# Flying Walls



## Shellie60062 (Aug 12, 2004)

Our school's musical this years was "Oliver!". And for those who know the play one of the scenes is in Fagin's Den. So to show this scene we build a wall, just pieces of 1X4 screwed together in a jamble, that we flew down when needed. One of the performances we had was for the junior highs in the area. And in one of the scenes where the wall was needed our backstage crew brought it down while there were people moving rolling staircases and such on stage...only one side of the wall got caught on one of the moving staircases. So it was all crooked but we had to go so our Student Stage Manager called the cue for lights up to go. 
Needless to say the director was not very pleased. While our SM was trying to find an non obvious way to get the wall off the staircase the director was running around backstage trying to find his own way. At the same time our SM sent a techie crawling under scenery the director sent one of the actors on stage to make it look like it was supposed to do that to lift the wall off. All the while our SM is telling all our backstage crew that he has it under control and that the director shouldn't do anything but they couldn't stop him. 
It all ended up fine since no one really complained that much.


----------



## zac850 (Aug 12, 2004)

Thats not good for the single fact that two people were trying to solve the same problem, and they were clearly not in communication. During a show the director should understand that he or she is done with the part of the show. It is now the SM's job to run the show, and the SM is in charge of any problems that come up. 
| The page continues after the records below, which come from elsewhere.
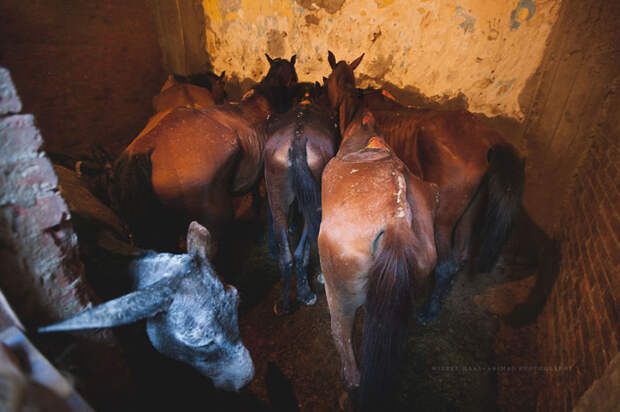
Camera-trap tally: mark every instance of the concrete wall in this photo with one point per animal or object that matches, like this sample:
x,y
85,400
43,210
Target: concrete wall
x,y
485,50
86,69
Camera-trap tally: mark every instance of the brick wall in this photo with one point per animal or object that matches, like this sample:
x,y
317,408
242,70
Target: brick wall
x,y
41,274
579,326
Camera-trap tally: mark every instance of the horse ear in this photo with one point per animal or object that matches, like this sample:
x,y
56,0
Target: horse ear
x,y
331,59
368,120
200,244
356,62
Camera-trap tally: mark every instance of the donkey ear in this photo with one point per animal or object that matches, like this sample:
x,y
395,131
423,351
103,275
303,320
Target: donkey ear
x,y
331,59
200,244
356,62
143,303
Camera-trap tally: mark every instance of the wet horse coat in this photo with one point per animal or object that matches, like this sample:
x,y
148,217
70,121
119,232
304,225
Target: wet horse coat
x,y
375,243
480,175
193,161
301,143
180,91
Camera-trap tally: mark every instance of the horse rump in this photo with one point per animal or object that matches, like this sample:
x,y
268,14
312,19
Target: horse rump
x,y
388,306
505,181
307,190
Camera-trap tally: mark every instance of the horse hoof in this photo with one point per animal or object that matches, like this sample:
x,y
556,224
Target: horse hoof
x,y
279,310
344,402
310,301
425,318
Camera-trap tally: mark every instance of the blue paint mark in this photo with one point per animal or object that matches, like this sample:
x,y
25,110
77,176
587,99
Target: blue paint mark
x,y
469,21
514,15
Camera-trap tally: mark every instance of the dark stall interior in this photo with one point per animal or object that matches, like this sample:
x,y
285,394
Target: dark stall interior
x,y
539,332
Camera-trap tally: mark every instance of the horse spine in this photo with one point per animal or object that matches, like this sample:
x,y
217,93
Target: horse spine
x,y
306,189
505,180
388,306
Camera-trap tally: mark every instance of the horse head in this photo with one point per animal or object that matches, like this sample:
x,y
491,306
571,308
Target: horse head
x,y
191,315
341,89
308,92
279,84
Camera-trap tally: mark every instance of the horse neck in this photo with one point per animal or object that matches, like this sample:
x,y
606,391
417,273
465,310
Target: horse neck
x,y
349,106
256,109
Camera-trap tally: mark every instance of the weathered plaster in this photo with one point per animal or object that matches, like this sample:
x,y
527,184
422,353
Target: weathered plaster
x,y
485,50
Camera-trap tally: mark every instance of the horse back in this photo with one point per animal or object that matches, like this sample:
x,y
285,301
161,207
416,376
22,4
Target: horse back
x,y
182,94
363,193
192,157
313,124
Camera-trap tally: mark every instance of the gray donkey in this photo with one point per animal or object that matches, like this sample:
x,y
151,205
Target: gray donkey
x,y
191,316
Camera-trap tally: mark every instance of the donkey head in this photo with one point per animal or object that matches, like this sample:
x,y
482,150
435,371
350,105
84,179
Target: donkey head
x,y
191,316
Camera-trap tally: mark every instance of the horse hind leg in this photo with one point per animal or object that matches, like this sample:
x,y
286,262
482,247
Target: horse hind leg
x,y
444,278
342,309
282,307
302,258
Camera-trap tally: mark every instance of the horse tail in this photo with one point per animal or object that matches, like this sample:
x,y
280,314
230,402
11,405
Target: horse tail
x,y
131,192
388,306
307,190
505,182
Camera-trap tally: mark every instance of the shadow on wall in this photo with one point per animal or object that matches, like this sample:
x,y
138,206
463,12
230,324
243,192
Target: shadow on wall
x,y
534,246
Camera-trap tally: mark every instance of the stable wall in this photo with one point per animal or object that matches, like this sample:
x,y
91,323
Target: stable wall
x,y
484,50
87,70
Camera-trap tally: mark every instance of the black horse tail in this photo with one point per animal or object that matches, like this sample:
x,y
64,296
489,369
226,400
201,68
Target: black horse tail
x,y
388,307
505,181
131,193
307,190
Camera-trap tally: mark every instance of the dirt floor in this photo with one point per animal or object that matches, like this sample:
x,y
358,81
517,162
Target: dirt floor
x,y
454,364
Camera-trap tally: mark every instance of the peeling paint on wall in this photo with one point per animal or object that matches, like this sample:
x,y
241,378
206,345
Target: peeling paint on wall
x,y
524,11
444,49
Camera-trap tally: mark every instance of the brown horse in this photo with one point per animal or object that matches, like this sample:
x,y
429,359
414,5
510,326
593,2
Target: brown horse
x,y
190,164
300,144
479,174
195,91
376,243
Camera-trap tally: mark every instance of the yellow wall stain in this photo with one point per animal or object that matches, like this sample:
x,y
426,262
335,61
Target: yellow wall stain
x,y
422,45
384,3
211,8
523,14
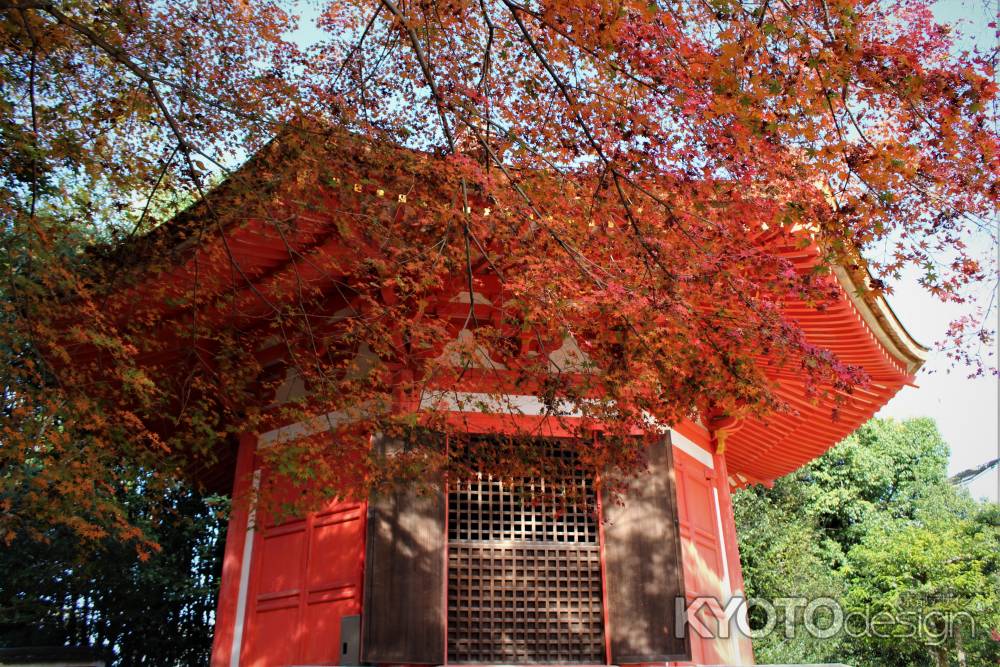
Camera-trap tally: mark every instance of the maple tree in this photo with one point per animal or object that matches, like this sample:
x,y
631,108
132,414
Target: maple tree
x,y
619,174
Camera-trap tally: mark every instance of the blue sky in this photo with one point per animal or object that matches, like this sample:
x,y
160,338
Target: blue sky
x,y
966,410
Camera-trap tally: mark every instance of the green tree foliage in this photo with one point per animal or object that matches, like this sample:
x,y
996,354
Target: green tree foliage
x,y
142,606
875,524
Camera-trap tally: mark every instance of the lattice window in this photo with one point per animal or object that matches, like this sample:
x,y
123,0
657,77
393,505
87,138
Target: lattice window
x,y
524,571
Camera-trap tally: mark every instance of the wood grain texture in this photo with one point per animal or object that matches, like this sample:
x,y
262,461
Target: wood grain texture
x,y
643,565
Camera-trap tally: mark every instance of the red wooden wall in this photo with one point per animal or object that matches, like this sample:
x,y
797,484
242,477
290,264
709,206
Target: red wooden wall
x,y
306,573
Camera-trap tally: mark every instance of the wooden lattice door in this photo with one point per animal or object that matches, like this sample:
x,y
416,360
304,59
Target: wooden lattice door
x,y
524,571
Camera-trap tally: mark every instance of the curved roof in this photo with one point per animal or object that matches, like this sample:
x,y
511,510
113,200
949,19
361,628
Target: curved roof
x,y
861,329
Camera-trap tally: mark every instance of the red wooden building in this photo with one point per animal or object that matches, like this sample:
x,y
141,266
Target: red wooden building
x,y
474,575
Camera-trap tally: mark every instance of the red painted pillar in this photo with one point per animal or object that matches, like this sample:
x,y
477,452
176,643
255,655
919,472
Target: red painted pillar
x,y
732,547
232,563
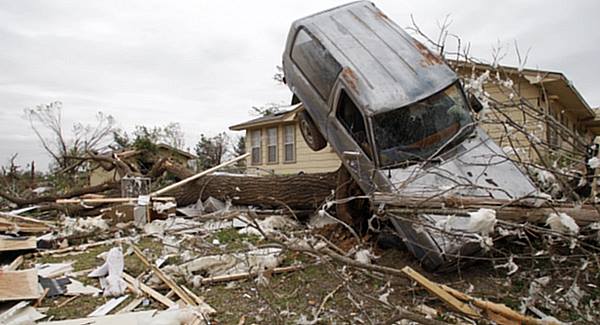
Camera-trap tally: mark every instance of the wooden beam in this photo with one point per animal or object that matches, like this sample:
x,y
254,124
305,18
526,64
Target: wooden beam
x,y
149,291
110,200
168,281
497,309
19,285
440,293
240,276
194,177
15,244
517,211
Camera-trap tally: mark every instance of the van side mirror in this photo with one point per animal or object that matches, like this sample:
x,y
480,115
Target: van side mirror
x,y
351,155
475,104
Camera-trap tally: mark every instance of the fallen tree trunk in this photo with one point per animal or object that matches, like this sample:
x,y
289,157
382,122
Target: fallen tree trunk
x,y
306,191
516,211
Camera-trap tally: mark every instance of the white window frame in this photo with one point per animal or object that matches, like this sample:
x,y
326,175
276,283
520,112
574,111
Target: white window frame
x,y
289,142
256,159
272,145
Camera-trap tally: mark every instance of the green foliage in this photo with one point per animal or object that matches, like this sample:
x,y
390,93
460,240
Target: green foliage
x,y
210,150
65,148
147,138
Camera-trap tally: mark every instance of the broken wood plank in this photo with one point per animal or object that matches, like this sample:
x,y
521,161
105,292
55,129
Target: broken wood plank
x,y
151,292
440,293
44,294
202,305
111,200
194,177
131,306
17,243
495,308
19,285
518,211
53,270
14,265
141,317
108,306
20,313
66,302
168,281
240,276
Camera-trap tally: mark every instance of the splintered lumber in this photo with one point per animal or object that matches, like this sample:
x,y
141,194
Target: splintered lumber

There could have been a problem if the actor drooped the set on the techie crawling around down there without knowing, or if the techie pushed the set onto the actor.

However, its good that nothing happened.


----------



## lights11964 (Aug 12, 2004)

yes definatly comunication is key 

"Listen carefully to the instructions of the Director as to how he wants things done - then do it the right way. In the days of thy work, he will see thy wisdom, give himself the credit, and rejoice." - the techie bible


----------



## sallyj (Aug 13, 2004)

I can see both sides of this. *If *the director is/was a faculty member, he may have been worried that somebody would get hurt. If the "wacky wall" seemed to look like it wasn't stable, he may have felt the need to over ride the chain of command of the SM to the crew. 
Nonetheless, communication should have been the first order of the day, and he was wrong to have jumped in without telling anybody.
At least it turned out all right. :? 

SJM


----------



## Eboy87 (Aug 13, 2004)

Finaly, someone else who appreciates good literature. I guess this one also could apply here:

"Beware of actors when flying in walls, for they will stand and watch, and get crushed"- the Techie Bible

(so it doesn't apply, but it is good advice)


----------



## Shellie60062 (Aug 13, 2004)

our SM was telling backstage not to let the director do anything and that he had it under control but they really couldnt stop him. and then our SM took off his headset because "he wasn't the stage manager anymore" but shortly after put it back on.


----------



## ccfan213 (Aug 19, 2004)

i had almost the same thing happen a couple of years ago. i was flying the sets for that show, it was one of my first shows where i was really involved, before that i always took stupid jobs. anyway, the backdrop got caught on a moving arch that the runners forgot to remove. even though it was clearly the runner's fault because they knew the first thing to move was the arch so i could fly in the next backdrop i was freaking out. i thought that was bad until later on in the show a piece of scenery that was duct taped to the batten (dont even ask, it was cardboard and hard to mount any other way) fell off the batten while up in the fly space and half of the orphanage living room wall (the show was annie) fell onto the stage, appearing to the audience as if it fell out of the sky. for the remainder of the show we used half a set for that scene. im not even gunna get into all the problems with that show, but it was a 6th grade show, so problems were expected. im only talkin about the ones dealing with me


----------



## __WWW__ (Aug 29, 2004)

uhhh haha. we are gonna have to fly walls for our fall play, the witness for the prosecution!


----------